I honestly don’t know what to make of this. Burns portrayed his decline as inevitable, as some sort of natural law of the Internet. Until I re-read this, I was going to talk about how Websnark is not a good test case. For one thing, it dropped down to posting on certain rare occasions; for upwards of a year, Burns posted every single day. I wrote before that when you update your site every day, people forgive missed updates easier than when you update less often but still consistently. Miss a heck of a lot of updates, however, and you can see the holy fury coming down on your ass. Actually, check that. You can see people acting as if you never even existed.

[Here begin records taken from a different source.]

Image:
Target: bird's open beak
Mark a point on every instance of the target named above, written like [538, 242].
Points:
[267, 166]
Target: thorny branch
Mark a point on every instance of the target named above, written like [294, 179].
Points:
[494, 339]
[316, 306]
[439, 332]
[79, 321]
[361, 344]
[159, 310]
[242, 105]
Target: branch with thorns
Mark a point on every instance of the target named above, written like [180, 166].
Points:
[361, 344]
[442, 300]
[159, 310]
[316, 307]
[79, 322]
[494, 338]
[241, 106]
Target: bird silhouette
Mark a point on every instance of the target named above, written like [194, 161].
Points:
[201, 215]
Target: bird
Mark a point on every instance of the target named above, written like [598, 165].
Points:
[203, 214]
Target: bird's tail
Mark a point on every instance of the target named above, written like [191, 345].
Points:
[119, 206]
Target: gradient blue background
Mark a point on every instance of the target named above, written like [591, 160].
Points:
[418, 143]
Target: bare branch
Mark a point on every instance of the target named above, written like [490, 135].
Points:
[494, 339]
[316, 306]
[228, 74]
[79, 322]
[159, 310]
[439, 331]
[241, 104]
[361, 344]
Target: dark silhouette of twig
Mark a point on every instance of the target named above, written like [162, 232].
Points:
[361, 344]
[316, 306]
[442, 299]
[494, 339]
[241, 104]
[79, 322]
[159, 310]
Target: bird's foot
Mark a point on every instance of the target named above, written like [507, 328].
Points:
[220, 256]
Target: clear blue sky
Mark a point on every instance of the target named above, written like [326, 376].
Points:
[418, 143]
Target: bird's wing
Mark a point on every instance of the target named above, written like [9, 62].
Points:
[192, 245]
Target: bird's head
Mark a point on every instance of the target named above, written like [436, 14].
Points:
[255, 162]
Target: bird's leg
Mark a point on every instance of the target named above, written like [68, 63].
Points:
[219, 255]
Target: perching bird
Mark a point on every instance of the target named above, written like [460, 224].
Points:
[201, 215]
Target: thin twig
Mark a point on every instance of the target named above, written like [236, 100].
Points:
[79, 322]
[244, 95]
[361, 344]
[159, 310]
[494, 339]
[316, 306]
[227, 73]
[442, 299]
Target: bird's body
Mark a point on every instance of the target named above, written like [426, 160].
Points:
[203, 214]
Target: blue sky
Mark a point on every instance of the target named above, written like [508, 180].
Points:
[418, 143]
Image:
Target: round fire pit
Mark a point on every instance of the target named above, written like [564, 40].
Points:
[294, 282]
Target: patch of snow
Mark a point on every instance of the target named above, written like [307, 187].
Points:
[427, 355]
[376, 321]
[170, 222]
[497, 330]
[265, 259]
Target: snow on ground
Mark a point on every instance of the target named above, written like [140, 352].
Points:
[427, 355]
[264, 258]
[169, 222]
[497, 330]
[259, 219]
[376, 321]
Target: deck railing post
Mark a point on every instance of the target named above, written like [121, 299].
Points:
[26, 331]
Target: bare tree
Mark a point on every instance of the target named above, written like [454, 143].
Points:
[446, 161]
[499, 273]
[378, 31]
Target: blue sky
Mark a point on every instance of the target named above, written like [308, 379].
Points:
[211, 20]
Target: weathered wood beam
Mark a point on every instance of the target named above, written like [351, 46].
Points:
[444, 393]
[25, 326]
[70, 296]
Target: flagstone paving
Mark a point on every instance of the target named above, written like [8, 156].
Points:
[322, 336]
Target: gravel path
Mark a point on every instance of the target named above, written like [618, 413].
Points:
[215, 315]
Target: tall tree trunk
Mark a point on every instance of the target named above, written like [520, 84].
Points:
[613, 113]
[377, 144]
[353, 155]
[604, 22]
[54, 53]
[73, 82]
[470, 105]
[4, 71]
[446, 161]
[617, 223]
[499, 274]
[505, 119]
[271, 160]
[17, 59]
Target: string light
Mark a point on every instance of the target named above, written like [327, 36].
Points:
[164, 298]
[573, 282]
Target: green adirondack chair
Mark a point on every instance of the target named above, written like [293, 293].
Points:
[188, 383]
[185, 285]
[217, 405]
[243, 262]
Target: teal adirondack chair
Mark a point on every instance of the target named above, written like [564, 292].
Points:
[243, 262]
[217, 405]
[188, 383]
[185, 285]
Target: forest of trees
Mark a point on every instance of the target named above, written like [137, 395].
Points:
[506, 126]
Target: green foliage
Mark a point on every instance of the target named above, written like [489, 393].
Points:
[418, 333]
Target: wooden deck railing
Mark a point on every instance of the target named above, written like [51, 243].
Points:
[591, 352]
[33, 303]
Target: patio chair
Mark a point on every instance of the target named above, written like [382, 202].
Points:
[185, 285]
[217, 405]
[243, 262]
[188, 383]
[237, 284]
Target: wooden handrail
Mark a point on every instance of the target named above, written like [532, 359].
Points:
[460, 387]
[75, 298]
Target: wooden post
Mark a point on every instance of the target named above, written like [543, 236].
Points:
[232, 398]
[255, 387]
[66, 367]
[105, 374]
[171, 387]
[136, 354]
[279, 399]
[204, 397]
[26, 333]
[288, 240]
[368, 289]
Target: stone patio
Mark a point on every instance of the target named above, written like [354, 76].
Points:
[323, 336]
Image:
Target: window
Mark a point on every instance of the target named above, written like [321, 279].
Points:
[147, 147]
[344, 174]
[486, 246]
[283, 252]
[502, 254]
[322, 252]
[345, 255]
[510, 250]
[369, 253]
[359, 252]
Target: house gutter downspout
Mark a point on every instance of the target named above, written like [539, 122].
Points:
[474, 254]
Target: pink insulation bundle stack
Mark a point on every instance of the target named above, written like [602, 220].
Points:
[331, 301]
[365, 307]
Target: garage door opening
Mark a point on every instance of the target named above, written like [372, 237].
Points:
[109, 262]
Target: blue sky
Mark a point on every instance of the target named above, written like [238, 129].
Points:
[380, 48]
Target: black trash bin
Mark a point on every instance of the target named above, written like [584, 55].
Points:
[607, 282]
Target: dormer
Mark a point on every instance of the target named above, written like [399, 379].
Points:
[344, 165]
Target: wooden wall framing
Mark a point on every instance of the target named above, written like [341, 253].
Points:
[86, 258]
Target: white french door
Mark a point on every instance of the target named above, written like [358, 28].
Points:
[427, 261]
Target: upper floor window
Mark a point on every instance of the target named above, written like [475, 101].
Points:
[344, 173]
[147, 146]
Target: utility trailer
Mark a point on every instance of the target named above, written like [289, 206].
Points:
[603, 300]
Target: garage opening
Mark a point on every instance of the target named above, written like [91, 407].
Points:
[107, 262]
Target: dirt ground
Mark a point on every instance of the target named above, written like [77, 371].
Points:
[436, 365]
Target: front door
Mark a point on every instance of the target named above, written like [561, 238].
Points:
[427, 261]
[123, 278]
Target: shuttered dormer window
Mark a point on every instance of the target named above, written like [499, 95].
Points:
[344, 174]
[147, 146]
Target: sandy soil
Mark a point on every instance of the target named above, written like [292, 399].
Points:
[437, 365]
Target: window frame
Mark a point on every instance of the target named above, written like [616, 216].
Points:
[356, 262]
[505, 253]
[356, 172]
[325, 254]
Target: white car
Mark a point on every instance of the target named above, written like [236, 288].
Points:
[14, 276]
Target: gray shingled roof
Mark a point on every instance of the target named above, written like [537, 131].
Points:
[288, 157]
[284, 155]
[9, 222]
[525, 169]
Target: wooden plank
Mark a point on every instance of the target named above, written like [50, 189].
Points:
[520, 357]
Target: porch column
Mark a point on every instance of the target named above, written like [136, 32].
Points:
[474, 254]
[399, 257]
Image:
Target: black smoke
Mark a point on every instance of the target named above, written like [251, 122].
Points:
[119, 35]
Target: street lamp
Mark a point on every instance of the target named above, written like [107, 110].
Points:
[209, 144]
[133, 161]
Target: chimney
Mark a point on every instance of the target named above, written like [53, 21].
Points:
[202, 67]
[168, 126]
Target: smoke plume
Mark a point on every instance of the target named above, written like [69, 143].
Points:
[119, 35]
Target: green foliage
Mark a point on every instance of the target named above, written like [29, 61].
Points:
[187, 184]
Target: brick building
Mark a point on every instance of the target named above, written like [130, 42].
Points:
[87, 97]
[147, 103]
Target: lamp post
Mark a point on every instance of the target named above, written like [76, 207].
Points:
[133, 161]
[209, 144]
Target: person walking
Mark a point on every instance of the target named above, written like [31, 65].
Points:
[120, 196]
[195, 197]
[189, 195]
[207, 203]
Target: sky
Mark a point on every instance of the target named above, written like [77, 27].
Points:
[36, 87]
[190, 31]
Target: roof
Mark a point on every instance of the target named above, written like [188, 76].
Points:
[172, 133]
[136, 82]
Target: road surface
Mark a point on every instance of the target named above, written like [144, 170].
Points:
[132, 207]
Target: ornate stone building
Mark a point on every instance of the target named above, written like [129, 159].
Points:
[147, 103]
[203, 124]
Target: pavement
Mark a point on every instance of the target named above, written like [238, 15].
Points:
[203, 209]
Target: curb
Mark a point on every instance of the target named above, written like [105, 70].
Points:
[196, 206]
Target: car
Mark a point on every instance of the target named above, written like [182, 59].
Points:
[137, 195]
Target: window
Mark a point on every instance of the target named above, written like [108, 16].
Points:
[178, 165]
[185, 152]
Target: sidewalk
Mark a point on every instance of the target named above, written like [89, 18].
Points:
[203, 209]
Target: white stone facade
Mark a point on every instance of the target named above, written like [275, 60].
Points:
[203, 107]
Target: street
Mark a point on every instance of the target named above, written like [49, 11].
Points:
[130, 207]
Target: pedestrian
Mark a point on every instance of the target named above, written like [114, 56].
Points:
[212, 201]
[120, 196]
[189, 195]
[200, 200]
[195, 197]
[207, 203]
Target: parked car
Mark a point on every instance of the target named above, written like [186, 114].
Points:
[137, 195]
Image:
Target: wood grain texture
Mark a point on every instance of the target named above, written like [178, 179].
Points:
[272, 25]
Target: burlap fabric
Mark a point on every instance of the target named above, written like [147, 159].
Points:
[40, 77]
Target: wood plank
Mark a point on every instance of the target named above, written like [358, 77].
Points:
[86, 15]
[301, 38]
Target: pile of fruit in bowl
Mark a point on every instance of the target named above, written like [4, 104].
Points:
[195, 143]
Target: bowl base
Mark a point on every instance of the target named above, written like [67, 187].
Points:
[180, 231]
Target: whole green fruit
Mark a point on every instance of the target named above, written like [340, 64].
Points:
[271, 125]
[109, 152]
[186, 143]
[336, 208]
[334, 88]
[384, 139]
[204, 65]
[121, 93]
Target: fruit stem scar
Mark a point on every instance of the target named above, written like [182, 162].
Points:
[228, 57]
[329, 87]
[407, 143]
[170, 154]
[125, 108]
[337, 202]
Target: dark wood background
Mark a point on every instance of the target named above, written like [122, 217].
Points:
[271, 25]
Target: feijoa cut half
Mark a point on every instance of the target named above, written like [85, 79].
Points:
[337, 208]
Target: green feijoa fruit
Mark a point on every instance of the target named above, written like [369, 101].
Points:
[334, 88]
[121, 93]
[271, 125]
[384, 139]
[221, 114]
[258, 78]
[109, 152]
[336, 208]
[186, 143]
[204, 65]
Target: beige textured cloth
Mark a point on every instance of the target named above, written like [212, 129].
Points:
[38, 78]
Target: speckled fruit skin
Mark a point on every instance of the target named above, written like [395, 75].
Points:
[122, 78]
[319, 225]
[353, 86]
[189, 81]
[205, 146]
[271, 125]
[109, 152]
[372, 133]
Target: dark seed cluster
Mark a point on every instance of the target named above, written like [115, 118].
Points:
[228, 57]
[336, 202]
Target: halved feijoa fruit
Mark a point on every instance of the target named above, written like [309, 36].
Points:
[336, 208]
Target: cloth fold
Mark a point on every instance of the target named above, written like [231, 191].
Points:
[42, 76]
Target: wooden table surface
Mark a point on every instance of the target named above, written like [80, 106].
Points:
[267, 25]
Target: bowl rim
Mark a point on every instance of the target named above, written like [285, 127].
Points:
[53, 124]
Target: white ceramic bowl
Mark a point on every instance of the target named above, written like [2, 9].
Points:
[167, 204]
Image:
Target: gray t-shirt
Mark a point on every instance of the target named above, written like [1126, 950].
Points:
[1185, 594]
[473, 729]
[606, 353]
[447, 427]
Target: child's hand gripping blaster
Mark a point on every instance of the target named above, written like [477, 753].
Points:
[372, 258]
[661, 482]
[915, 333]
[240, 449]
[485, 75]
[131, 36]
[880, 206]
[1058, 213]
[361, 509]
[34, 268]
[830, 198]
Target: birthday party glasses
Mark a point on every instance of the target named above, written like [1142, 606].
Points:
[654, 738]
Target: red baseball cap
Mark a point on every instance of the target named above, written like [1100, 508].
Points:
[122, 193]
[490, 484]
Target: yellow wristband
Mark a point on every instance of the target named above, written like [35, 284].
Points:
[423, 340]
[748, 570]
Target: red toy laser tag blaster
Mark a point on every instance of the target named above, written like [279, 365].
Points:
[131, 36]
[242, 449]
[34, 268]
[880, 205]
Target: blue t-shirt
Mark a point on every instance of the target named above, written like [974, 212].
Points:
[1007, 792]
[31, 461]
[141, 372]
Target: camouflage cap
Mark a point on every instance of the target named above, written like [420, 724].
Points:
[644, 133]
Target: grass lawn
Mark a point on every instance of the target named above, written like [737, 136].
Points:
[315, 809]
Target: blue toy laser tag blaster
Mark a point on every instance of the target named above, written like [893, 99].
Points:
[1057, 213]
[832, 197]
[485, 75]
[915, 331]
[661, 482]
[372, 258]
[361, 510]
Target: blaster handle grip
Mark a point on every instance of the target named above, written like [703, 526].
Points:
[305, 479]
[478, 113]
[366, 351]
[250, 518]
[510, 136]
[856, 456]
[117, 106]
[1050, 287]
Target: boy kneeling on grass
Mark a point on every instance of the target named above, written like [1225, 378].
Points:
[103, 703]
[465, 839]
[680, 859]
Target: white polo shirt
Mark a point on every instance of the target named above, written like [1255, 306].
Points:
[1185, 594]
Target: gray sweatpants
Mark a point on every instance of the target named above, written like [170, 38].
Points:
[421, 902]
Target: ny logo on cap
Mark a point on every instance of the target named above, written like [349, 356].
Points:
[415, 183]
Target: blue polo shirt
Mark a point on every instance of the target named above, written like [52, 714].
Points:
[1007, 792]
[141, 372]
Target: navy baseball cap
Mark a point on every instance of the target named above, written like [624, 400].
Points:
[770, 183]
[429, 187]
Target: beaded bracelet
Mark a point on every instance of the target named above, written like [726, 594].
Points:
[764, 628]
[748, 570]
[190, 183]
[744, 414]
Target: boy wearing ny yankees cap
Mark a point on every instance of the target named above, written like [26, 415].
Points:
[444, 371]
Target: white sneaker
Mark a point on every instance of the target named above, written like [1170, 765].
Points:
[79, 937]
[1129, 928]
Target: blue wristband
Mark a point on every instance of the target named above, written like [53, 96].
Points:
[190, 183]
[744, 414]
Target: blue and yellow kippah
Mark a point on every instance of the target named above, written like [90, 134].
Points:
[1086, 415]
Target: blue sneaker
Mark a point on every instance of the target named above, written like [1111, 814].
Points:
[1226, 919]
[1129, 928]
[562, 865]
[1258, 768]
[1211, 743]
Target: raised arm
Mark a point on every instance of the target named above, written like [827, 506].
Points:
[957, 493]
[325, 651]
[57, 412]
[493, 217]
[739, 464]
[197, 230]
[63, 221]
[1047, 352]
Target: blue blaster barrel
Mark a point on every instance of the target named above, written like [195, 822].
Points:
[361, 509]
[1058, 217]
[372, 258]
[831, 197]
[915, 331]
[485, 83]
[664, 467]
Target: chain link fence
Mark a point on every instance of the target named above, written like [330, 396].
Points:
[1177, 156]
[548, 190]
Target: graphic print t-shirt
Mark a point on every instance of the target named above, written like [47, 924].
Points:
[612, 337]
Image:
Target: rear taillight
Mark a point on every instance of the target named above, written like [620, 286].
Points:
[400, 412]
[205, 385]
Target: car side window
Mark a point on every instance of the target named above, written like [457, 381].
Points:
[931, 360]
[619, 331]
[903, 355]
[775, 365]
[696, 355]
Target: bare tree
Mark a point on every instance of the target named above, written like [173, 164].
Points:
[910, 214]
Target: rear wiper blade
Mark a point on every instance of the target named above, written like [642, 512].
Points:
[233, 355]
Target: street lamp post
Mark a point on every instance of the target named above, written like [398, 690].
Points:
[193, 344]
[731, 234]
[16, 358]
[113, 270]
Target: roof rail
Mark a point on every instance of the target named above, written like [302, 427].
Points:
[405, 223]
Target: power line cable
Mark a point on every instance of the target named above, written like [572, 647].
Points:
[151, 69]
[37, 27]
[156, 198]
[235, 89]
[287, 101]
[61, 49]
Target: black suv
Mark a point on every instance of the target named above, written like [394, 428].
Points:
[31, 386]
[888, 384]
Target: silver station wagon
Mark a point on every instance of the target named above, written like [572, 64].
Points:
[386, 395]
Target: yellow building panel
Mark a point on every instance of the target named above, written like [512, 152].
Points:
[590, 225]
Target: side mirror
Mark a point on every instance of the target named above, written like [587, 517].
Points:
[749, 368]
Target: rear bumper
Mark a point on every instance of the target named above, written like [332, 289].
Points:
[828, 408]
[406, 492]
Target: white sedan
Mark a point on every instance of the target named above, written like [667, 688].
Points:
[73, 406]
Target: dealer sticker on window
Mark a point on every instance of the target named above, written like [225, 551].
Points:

Had Websnark kept updating every single day, or even a few times a week, perhaps it could have stayed popular indefinitely. Certainly there are plenty of sites on the Internet that have maintained the same level of popularity for ages. But perhaps that’s Eric’s point: he didn’t maintain the same level of enthusiasm for Websnark. Things change. Tastes change. What may seem like the thing you’re intensely, obsessively proud of today may be something you go “meh” at tomorrow. Why, just earlier this year, I fancied myself a philosopher, making pithy, insightful comments on human nature. Now? Political activist. But more on that later in the summer and into the fall. And back in high school I fancied myself a novelist, and before that a famous musician, the MTV kind (you know, if MTV still did music videos and all)…
But there are other reasons for Websnark’s decline. Nearly a full year ago, Burns explained how he was burning out on webcomics. But even at the height of Websnark’s popularity, in 2005, Websnark was starting to drift away from webcomics and into other topics. A signifcant number of posts were about Websnark itself and its growing popularity.
Anyway, the point is: Did the people burn out on Websnark, or did Eric? And if it was Eric that burned out on Websnark, does that really give us any real insight into the working of the Internet, or just into the mind of one Eric Burns?
Well, Websnark may be on the rise again. Back in February it got back into hardcore webcomic commentary with “State of the Web(cartoonist)“. Or maybe “State of the (Web)cartoonist” depending on the week. Anyway, each day Burns would take a look at one person with a webcomic and take a look at that webcartoonist’s strengths and weaknesses and what Burns thought of that cartoonist’s strip. And he posted every single day! For two weeks. Then his schedule started slipping and eventually posts became just as nonexistent as before. Recently it returned for a spell, remarked on three comics, and disappeared again.
He was going to do sixty-five webcomics. By my count, he’s done fifteen cartoonists. And I was counting on getting this strip up the instant he was done with those sixty-five comics, dammit!
Well, it’s not like he’s going to notice it in time anyway.
Right?
Dear God I need to get to bed. It’s one in the freaking morning as I finish this. It’s taken me several days to write it.
And I’m probably going to regret every word of it.